Un refroidissement des relations depuis trois ans
Il y a trois ans, le 30 juillet 2023, le Niger basculait dans une crise politique majeure avec le renversement du président Mohamed Bazoum. Dès le lendemain, la Cédéao réagissait fermement en exigeant le rétablissement de l’ordre constitutionnel et en brandissant la menace de sanctions. Cette position a été perçue comme une déclaration de guerre par le Mali et le Burkina Faso, eux aussi dirigés par des juntes militaires. La solidarité entre ces trois pays s’est ainsi renforcée, menant à la création de l’Alliance des États du Sahel (AES) et à leur retrait officiel de la Cédéao en janvier 2025.
Cette rupture n’a pourtant pas signifié une fin totale du dialogue. Malgré les tensions persistantes, les deux blocs continuent d’échanger, cherchant une issue à cette impasse diplomatique.
Un médiateur pour relancer les négociations
Parmi les tentatives de médiation, l’intervention de l’ancien Premier ministre guinéen Lansana Kouyaté se distingue. Désigné comme négociateur clé par la Cédéao, il a récemment reçu le soutien de Birame Diop, nouveau président de la Commission de la Cédéao, pour engager des discussions axées sur la sécurité régionale. Selon Pape Ibrahima Kane, spécialiste des organisations internationales, cette initiative marque un tournant prometteur :
« Les deux parties semblent désormais sur la même longueur d’onde pour engager un dialogue constructif. Les premières discussions porteront naturellement sur les enjeux sécuritaires qui touchent l’ensemble de la région. »
Le Niger, dépendant du Nigeria et du Bénin pour son approvisionnement électrique et son accès aux ports, occupe une position particulière dans ces négociations. Lansana Kouyaté devra donc prendre en compte cette spécificité ainsi que les revendications de l’AES pour aboutir à un compromis viable.
Des acteurs clés engagés pour un rapprochement
Le rôle des nouveaux dirigeants régionaux pourrait être déterminant. Bassirou Diomaye Faye, président du Sénégal et président en exercice de la Cédéao, s’est rendu en 2024 dans les pays de l’AES pour ouvrir des canaux de discussion. De son côté, Romuald Wadagni, président du Bénin, a choisi de se rendre au Niger dès son investiture, avant de poursuivre sa tournée au Burkina Faso et au Mali. Une stratégie qui contraste avec celle de ses prédécesseurs, souvent perçus comme moins conciliants.

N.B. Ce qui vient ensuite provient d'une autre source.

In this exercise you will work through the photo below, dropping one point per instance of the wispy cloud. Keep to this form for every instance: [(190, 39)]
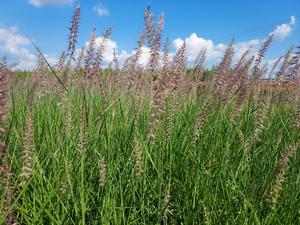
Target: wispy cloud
[(18, 49), (284, 30), (40, 3), (101, 11)]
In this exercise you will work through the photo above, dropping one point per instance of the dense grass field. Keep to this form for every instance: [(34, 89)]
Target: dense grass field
[(162, 150)]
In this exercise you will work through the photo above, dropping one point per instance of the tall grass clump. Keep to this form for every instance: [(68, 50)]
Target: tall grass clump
[(160, 143)]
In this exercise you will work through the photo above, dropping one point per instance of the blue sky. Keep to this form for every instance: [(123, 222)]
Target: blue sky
[(201, 23)]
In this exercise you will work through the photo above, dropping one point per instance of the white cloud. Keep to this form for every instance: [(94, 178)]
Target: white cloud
[(215, 51), (15, 46), (284, 30), (40, 3), (101, 11), (18, 49)]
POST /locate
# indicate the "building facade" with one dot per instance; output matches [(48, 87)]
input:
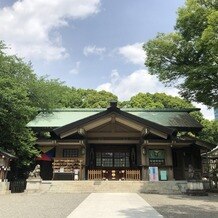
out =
[(117, 144)]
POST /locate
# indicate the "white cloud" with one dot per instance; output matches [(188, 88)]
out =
[(133, 53), (75, 70), (30, 27), (93, 50), (142, 81), (138, 81)]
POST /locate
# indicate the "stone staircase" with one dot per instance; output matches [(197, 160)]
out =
[(162, 187)]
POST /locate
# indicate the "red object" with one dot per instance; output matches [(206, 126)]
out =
[(44, 157)]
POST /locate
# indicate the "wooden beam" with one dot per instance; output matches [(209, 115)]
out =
[(102, 141), (113, 134), (96, 123), (129, 123)]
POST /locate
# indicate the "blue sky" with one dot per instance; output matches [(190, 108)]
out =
[(90, 43)]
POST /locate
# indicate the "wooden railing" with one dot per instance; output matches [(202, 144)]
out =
[(94, 174), (126, 175), (133, 175)]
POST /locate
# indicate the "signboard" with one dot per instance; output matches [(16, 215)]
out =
[(163, 175), (153, 174)]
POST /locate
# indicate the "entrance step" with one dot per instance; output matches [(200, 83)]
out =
[(163, 187)]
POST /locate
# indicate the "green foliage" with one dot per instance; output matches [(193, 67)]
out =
[(157, 100), (21, 95), (188, 57), (210, 131)]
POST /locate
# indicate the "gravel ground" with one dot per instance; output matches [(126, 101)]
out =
[(39, 205), (61, 205), (183, 205)]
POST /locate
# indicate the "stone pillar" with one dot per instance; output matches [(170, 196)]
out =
[(33, 185), (4, 187)]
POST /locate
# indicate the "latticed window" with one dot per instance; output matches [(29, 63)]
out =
[(156, 157), (110, 159), (70, 152)]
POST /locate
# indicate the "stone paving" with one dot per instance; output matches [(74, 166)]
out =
[(61, 205), (107, 205), (179, 206)]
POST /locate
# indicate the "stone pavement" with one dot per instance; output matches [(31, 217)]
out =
[(112, 205)]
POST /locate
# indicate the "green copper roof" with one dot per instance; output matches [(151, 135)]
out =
[(165, 117)]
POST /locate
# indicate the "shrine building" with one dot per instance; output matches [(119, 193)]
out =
[(117, 144)]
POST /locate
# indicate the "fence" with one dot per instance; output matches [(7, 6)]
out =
[(95, 174), (133, 175)]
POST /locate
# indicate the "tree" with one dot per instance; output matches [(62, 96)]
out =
[(22, 94), (188, 57)]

Pape Ibrahima Kane souligne cette évolution :
« Faye et Wadagni bénéficient d’une légitimité nouvelle, loin des critiques adressées à leurs prédécesseurs. Une nouvelle équipe prend également ses fonctions à Abuja, avec pour mission de proposer un programme moins rigide que par le passé. »
Cependant, des voix s’élèvent pour rappeler que la crise politique nigérienne reste un obstacle majeur. Sahanine Mahamadou, conseiller spécial de Mohamed Bazoum, rappelle que le dialogue a toujours été proposé par la Cédéao, mais que les militaires au pouvoir n’ont jamais montré d’ouverture :
« Si ces dirigeants sont des patriotes, ils doivent envisager un retour à l’ordre civil. Les temps ont changé, et il n’est plus acceptable que des militaires gouvernent nos pays. »
Il rappelle également que Mohamed Bazoum n’a toujours pas signé sa démission, et que son maintien en détention suscite des condamnations internationales, comme en témoigne une résolution du Parlement européen adoptée en mars dernier.
L’Europe face à un dilemme : dialogue ou principes ?
Pour Jérôme Pigné, expert en sécurité au Sahel, l’Union européenne se trouve dans une position délicate. La détention de Mohamed Bazoum représente un obstacle majeur à toute coopération avec Niamey. Pourtant, l’UE reste un partenaire historique du Niger et tente de repenser sa stratégie :
« Faut-il sacrifier ses principes pour une realpolitik ? C’est un équilibre difficile à trouver. Personne n’a encore trouvé la solution parfaite. »
Selon une étude de la fondation allemande SWP, l’Europe pourrait renforcer sa coopération avec les juntes militaires du Sahel en proposant un soutien économique et sécuritaire accru. Cela passerait par des investissements dans la formation des forces locales, l’échange de renseignements et des aides au développement. L’objectif ? Stabiliser la région sans pour autant renoncer à ses valeurs démocratiques.
La SWP insiste : l’Europe ne doit pas espérer changer le comportement des juntes par la seule pression, mais plutôt par un dialogue continu et une coopération pragmatique.